Have you made existing community contributions, and if so, what?:
My list of Drupal contributions (http://drupal.org/user/972) is long enough to not re-post here, but can be summarized as contrib modules, patches to contrib modules, and mentoring for Google projects. I'm trying to write a Drupal book chapter and a dissertation for my Ph.D. in instructional technology.
How much time can you invest in your Drupal Association work?:
Apply for Board of Directors membership:
Apply for Permanent Membership only
Board of Directors position:
Statutes:
I have read and understood the Statutes of the Drupal Association. I am prepared to participate by following those statutes.
Comments
boring stuff...
Hi David,
I think you wrote a great application, and I think maybe you could be the glue between the accounting and the fundraising parts of the Association. However, I was wondering whether you would be willing to help me with some rather boring, and more "insignificant" jobs as well. I'm looking for someone to help out with stuff like:
- checking CiviCRM memberships against the bank and paypal accounts
- sorting and filtering paypal history exports and generating summaries of donations, memberships, payments, euro balances, dollar balances, ...
- manually adding donations (and updating memberships) on association.drupal.org when people don't use paypal
- answering questions like "can I pay by wire transfer as well"
- writing invoices
- finding a good way to safely archive invoices and other financial documents online to make the archive less dependent of my laptop and my various backups
- subsequently archiving these documents
- ...
thanks,
Dries Knapen
Treasurer
that's me - boring
With the exception of the last three, those items sound perfectly within my interests. I feel like I should expand on that somehow, but really, set me up.
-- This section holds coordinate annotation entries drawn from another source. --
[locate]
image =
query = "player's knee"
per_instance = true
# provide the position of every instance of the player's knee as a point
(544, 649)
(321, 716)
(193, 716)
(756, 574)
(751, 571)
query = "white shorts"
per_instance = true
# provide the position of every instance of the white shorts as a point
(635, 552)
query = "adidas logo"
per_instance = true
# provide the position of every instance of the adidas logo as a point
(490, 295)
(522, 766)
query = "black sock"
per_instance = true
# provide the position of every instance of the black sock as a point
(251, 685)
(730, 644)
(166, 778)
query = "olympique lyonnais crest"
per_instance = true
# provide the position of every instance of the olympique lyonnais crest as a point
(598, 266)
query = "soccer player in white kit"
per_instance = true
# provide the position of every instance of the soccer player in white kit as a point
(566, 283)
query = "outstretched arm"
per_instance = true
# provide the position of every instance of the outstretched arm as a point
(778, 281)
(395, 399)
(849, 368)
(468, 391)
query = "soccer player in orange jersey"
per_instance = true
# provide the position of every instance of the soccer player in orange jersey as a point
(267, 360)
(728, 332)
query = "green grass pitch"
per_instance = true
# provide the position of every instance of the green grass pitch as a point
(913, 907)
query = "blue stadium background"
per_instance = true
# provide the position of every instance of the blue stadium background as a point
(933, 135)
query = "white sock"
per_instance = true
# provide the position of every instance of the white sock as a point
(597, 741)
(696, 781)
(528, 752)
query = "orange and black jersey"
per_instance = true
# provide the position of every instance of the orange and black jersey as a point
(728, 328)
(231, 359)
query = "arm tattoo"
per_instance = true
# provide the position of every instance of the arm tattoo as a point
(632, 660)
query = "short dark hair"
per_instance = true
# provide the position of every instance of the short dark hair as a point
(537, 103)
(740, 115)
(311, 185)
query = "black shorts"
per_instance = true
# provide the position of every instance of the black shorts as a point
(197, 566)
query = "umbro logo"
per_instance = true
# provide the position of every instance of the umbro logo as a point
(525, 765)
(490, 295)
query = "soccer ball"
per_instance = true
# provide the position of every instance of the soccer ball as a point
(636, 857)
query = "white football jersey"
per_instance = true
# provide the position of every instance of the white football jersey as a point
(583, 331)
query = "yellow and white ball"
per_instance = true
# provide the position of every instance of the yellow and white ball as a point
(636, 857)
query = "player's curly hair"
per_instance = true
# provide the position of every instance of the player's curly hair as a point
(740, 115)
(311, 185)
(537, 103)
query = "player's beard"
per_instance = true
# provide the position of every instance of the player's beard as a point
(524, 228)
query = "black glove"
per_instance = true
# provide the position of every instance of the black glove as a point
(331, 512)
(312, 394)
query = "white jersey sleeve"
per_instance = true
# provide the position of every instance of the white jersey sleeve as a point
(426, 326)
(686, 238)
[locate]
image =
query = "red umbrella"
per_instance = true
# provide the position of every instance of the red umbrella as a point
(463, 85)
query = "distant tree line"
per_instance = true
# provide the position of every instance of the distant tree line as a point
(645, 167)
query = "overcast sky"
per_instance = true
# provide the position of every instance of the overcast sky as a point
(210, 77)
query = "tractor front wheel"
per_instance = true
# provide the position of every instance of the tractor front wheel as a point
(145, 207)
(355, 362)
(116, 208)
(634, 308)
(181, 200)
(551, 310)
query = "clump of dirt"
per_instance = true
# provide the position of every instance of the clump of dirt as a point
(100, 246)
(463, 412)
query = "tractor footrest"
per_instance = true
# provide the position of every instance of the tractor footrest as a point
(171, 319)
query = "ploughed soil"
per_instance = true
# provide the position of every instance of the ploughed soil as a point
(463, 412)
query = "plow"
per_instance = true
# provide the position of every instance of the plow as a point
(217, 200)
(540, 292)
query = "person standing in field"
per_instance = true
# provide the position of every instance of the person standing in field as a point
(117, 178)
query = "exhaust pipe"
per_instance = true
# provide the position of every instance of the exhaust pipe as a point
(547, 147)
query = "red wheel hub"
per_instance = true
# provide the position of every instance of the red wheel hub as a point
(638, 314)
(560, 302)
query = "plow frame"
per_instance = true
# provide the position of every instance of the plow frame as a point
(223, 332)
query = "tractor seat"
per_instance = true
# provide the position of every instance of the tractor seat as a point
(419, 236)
Document archival seems like something that ought to be on an association server. If it were me, I'd probably setup an barebones, no-frills, OpenBSD machine with just SSH open, RAID1 some disks together, and not worry too much about anything but the disk size and that it gets backed up. That's really something to coordinate with the infrastructure team and use what they're more interested in managing.
There are services like http://www.strongspace.com/ (which I use for my personal backups) that would also offer GUI-fied multiple accounts to get to the filesystem, but I'd rather not spend DA donations on that if we could get someone's old server with a slower CPU, not a lot of RAM, and just some upgraded disk space to house at OSUOSL. Then again, maybe Joyent would donate an account and space on their backup service and then they'll manage the servers. Either way DA would be depending on the generosity of OSUOSL or Joyent, which either could withdraw at any time anyway.
The backup thoughts are just brainstorming, but if I'm admitted, I'm assuming there should be some sort of intermediary place to store shared financial docs. I am able with GPG and have S/MIME certs, but using IMAP for large scale transfers of data isn't sustainable.
Good application.
Good application. I'm wondering if it leans closer to "Fundraiser assistant" (donations, fundraising) than to "Treasurer assistant" (bookkeeping, liabilities) though.
true
I did indeed intend treasurer assistant, though now that you point it out, I see the overlap. I guess I imagined having involvement in each, though the bookkeeping is still more interesting to me.
Wow, excellent app!
I think you cover many areas that the existing Association members either don't have expertise in, or don't have time to do as effectively as we might like. The thought of having a person dedicated to this (esp. someone with an actual business degree ;D) sounds great to me. I don't really have anything else to add.